Sospirò, il profumo che l'albero emanava sembrò confortarlo e sfiorò l'antica corteccia con dita delicate, serrando per un attimo le labbra.
Con calma dalla cintura estrasse l'unica cosa che gli era stata lasciata oltre i vestiti: un piccolo temperino. Un giocattolo, non certo una lama seria, adatto per tagliare il cibo e nulla più, ma era affilato, molto affilato.
Lo premette sulla pelle interna del polso, tracciando una lunga linea, guardando il sangue emergere scarlatto. Scivolava in sottili fili lungo la pelle bianca, lunare, mentre il pungente dolore diventava solo il piacere dell'oblio. Tracciò un'identica ferita sull'altro polso, soddisfatto di quella sensazione che segnava la fine della sua vergogna e chiudendo gli occhi, abbandonandosi al buio, cullato dalla lieve brezza e dal profumo del maestoso albero di canfora che pareva abbracciarlo.
Un minuto, o forse una vita dopo, quando ormai era cambiato il suo colore trasformandosi in un pallore mortale, ben diverso da quello alabastrino che gli era naturale, un fruscio segnò l'avvicinarsi di qualcuno.
Sentì parlare, ma non aveva forze e rispondere e, allo stesso modo, cercare di aprire gli occhi era inutile: ormai la vita lo stava abbandonando l'avrebbero disturbato per poco, non gli interessava vedere i loro volti. Ma quando sentì un calore delicato avvolgerlo al tocco di dita decise sui suoi polsi si riscosse, aprendo le palpebre con spavento.
«No!» protestò, riconoscendo un incantesimo di guarigione «Lasciatemi stare! Non voglio!»
Incontrò un viso deciso che lo fulminò con lo sguardo. Poi accanto comparve un secondo uomo e la mano di lui scese a tenerlo fermo. Era debole, troppo debole per opporsi. Ma perché lo stavano salvando? Chi erano?
«Direi che ne vale la pena.»
«Hai avuto una buona idea, Chian, seguirlo è stata la migliore cosa che abbiamo fatto da almeno un anno a questa parte, sai quanto cazzo vale uno così?»

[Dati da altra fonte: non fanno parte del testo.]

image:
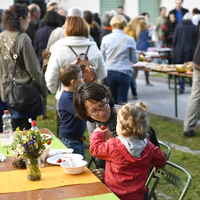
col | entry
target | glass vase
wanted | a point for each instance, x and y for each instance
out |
(33, 169)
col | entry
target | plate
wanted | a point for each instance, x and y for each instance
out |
(53, 159)
(54, 152)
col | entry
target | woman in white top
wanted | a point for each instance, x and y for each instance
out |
(76, 33)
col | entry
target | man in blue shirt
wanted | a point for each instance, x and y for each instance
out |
(179, 11)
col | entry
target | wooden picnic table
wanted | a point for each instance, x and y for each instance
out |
(175, 75)
(64, 192)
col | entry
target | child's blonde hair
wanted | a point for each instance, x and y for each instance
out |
(134, 120)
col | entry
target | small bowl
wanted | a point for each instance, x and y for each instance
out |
(181, 68)
(77, 166)
(15, 155)
(46, 152)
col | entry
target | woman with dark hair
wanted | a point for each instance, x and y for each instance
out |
(94, 103)
(15, 21)
(196, 16)
(76, 33)
(168, 30)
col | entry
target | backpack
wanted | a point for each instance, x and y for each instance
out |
(88, 72)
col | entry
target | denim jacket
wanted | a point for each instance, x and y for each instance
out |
(127, 53)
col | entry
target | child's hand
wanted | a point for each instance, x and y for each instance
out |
(99, 173)
(107, 134)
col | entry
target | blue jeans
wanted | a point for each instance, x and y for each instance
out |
(77, 145)
(119, 84)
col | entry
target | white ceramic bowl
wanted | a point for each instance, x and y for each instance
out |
(77, 166)
(5, 141)
(45, 153)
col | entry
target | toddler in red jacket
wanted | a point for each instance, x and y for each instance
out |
(129, 155)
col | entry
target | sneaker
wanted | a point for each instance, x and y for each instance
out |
(189, 133)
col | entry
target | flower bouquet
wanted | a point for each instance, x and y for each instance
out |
(31, 145)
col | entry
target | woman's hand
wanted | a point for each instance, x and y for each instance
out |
(107, 133)
(99, 173)
(148, 59)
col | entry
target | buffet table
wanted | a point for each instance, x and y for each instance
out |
(175, 75)
(54, 184)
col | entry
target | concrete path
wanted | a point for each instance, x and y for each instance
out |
(160, 98)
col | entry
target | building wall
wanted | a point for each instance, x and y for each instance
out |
(131, 8)
(188, 4)
(93, 6)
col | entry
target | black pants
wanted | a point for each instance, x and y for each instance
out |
(21, 123)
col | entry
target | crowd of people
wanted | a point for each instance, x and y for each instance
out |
(110, 45)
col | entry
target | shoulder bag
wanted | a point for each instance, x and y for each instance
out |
(88, 72)
(24, 98)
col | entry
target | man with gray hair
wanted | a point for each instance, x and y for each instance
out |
(35, 13)
(183, 44)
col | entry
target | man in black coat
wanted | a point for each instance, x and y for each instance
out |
(184, 44)
(179, 11)
(192, 114)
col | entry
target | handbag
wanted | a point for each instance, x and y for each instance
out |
(24, 98)
(88, 72)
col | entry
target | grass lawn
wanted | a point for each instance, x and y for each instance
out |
(165, 131)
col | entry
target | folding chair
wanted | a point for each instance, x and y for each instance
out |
(167, 148)
(171, 178)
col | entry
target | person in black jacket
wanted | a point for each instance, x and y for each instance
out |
(179, 11)
(184, 44)
(192, 113)
(168, 30)
(107, 29)
(52, 21)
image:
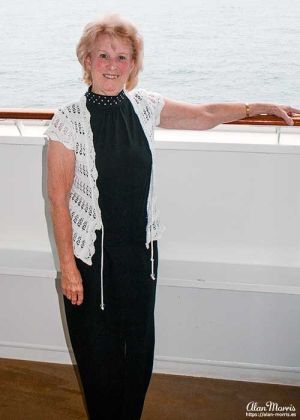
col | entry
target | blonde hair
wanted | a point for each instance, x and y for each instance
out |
(114, 26)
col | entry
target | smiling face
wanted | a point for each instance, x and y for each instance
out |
(110, 64)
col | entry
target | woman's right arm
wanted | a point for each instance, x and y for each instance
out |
(61, 168)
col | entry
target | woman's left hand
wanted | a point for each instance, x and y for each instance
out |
(282, 111)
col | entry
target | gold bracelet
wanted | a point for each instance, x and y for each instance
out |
(247, 110)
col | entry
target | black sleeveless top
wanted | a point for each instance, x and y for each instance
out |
(123, 162)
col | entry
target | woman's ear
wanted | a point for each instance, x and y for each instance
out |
(132, 65)
(87, 62)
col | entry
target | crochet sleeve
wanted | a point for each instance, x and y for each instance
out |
(156, 101)
(60, 129)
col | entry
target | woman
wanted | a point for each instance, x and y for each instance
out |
(101, 187)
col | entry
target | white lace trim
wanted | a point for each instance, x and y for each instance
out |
(71, 126)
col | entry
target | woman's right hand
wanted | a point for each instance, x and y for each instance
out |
(71, 285)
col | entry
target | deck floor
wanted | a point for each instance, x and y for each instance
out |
(44, 391)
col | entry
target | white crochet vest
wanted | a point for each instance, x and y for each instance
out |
(71, 126)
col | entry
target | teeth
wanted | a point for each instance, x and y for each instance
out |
(110, 76)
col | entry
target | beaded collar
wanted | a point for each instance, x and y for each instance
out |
(104, 100)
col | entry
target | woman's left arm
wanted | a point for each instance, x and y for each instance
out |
(186, 116)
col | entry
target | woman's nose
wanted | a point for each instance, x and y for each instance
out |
(112, 63)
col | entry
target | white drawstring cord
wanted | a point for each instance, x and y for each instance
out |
(152, 260)
(151, 239)
(102, 252)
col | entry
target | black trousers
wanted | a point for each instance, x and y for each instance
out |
(114, 347)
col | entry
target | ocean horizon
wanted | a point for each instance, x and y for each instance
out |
(196, 51)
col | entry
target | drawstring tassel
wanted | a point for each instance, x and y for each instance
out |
(152, 259)
(102, 251)
(151, 238)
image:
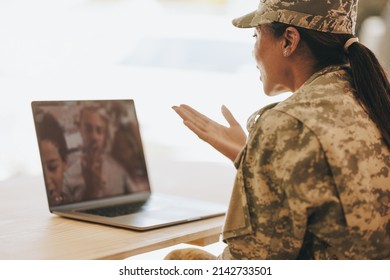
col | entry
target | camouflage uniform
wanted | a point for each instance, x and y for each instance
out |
(313, 180)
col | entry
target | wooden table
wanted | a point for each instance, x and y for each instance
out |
(29, 231)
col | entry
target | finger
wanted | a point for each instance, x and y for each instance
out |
(187, 113)
(228, 116)
(200, 132)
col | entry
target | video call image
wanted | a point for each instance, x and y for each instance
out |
(89, 150)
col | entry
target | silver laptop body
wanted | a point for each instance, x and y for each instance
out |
(94, 167)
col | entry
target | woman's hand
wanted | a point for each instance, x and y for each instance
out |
(227, 140)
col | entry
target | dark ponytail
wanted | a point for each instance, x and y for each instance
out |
(372, 86)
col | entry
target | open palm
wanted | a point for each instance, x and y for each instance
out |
(229, 140)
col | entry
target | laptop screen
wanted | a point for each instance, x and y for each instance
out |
(89, 149)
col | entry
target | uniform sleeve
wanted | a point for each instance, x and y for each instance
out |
(285, 179)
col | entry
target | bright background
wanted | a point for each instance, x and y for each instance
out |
(158, 52)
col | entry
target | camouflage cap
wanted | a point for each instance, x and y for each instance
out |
(333, 16)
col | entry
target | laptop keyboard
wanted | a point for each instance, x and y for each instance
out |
(116, 210)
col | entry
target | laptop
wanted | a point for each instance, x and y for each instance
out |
(95, 170)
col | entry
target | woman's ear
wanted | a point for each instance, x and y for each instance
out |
(291, 38)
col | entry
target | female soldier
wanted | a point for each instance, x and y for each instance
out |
(313, 176)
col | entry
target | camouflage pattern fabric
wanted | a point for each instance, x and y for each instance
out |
(313, 180)
(334, 16)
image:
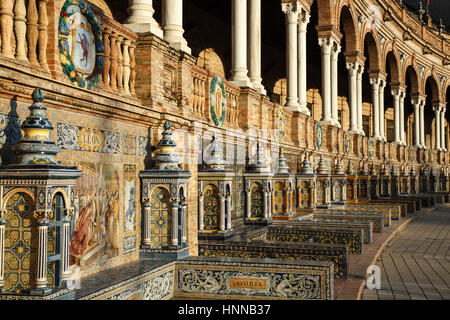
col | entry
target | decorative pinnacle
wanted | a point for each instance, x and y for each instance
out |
(37, 146)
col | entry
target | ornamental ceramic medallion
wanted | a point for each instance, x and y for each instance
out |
(371, 147)
(411, 155)
(319, 136)
(280, 123)
(347, 143)
(80, 44)
(218, 99)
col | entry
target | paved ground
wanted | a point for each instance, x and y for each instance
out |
(415, 265)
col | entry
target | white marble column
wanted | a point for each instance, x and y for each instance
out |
(239, 71)
(174, 210)
(229, 225)
(416, 106)
(422, 124)
(141, 19)
(334, 84)
(442, 123)
(327, 45)
(172, 22)
(222, 214)
(396, 101)
(303, 21)
(2, 246)
(291, 13)
(359, 99)
(353, 96)
(375, 82)
(201, 222)
(381, 92)
(254, 53)
(437, 127)
(402, 117)
(147, 231)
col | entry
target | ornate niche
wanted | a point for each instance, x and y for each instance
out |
(424, 180)
(323, 180)
(164, 194)
(306, 186)
(385, 182)
(352, 184)
(374, 183)
(283, 191)
(215, 190)
(395, 182)
(414, 181)
(258, 190)
(434, 181)
(363, 182)
(36, 207)
(405, 182)
(339, 184)
(80, 44)
(443, 179)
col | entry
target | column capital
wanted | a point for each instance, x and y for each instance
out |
(43, 216)
(291, 11)
(326, 44)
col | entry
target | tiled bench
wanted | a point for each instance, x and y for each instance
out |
(395, 211)
(376, 219)
(309, 234)
(385, 216)
(365, 226)
(336, 253)
(407, 206)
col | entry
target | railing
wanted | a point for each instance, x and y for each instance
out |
(200, 103)
(119, 70)
(24, 31)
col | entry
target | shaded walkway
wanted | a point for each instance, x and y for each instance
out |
(416, 263)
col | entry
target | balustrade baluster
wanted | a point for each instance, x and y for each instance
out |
(119, 63)
(126, 66)
(133, 68)
(32, 32)
(113, 69)
(6, 26)
(43, 36)
(20, 29)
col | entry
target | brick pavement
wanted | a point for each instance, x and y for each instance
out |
(415, 265)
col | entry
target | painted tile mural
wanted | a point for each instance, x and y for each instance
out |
(96, 235)
(110, 155)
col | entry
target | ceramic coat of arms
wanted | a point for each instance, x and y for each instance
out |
(218, 101)
(280, 123)
(80, 44)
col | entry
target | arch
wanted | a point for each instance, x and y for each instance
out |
(160, 217)
(412, 73)
(346, 18)
(256, 200)
(14, 191)
(103, 6)
(19, 265)
(64, 194)
(392, 60)
(373, 49)
(432, 82)
(209, 60)
(211, 207)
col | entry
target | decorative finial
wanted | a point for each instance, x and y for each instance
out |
(322, 169)
(166, 158)
(306, 165)
(338, 167)
(215, 161)
(283, 166)
(37, 146)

Ashur deglutì, riuscì a divincolarsi per un attimo solo prima che quello che lo teneva fermo rinsaldasse la stretta.
«Cosa volete da me?»
«Direttamente da te, niente. Ma non preoccuparti, ragazzino, non ti faremo del male.» poi l'uomo guardò il compagno che stava continuando a intessere l'incantesimo attorno alle ferite, ora quasi del tutto rimarginate «Rimarranno le cicatrici?»
«Qualcosa.» secca, quella parola era un rimprovero, mentre il guaritore brizzolato continuava la sua opera «Siamo arrivati appena in tempo, colpa tua che sei voluto rimanere indietro per non farti notare...»
«Dai, ora siamo qua, e lui non morirà, no?»
L'uomo scosse il capo, sospirando, e i tagli si rimarginarono quel tanto che bastava a non far più fuoriuscire il sangue.
«Dèi, se sono stanco!» esclamò con voce roca «Che Immana mi protegga, salvare la vita a questo idiota mi è quasi costata la mia...» poi frugò nella borsa che gli pendeva al fianco, estraendone un flacone e, versandone parte del contenuto in una ciotolina, ordinò al compare di tenere fermo il giovane.
Ashur era stanco, spossato e completamente privo di forze, stordito dalla perdita di sangue e dagli eventi. Non capiva, non ancora, non davvero. Quando si rese conto che gli stava portando alle labbra del succo di papavero era troppo tardi: lo costrinsero a berlo e in poco tempo il suo stordimento aumentò, lasciandolo in uno stato confusionale in cui era inerme come un neonato.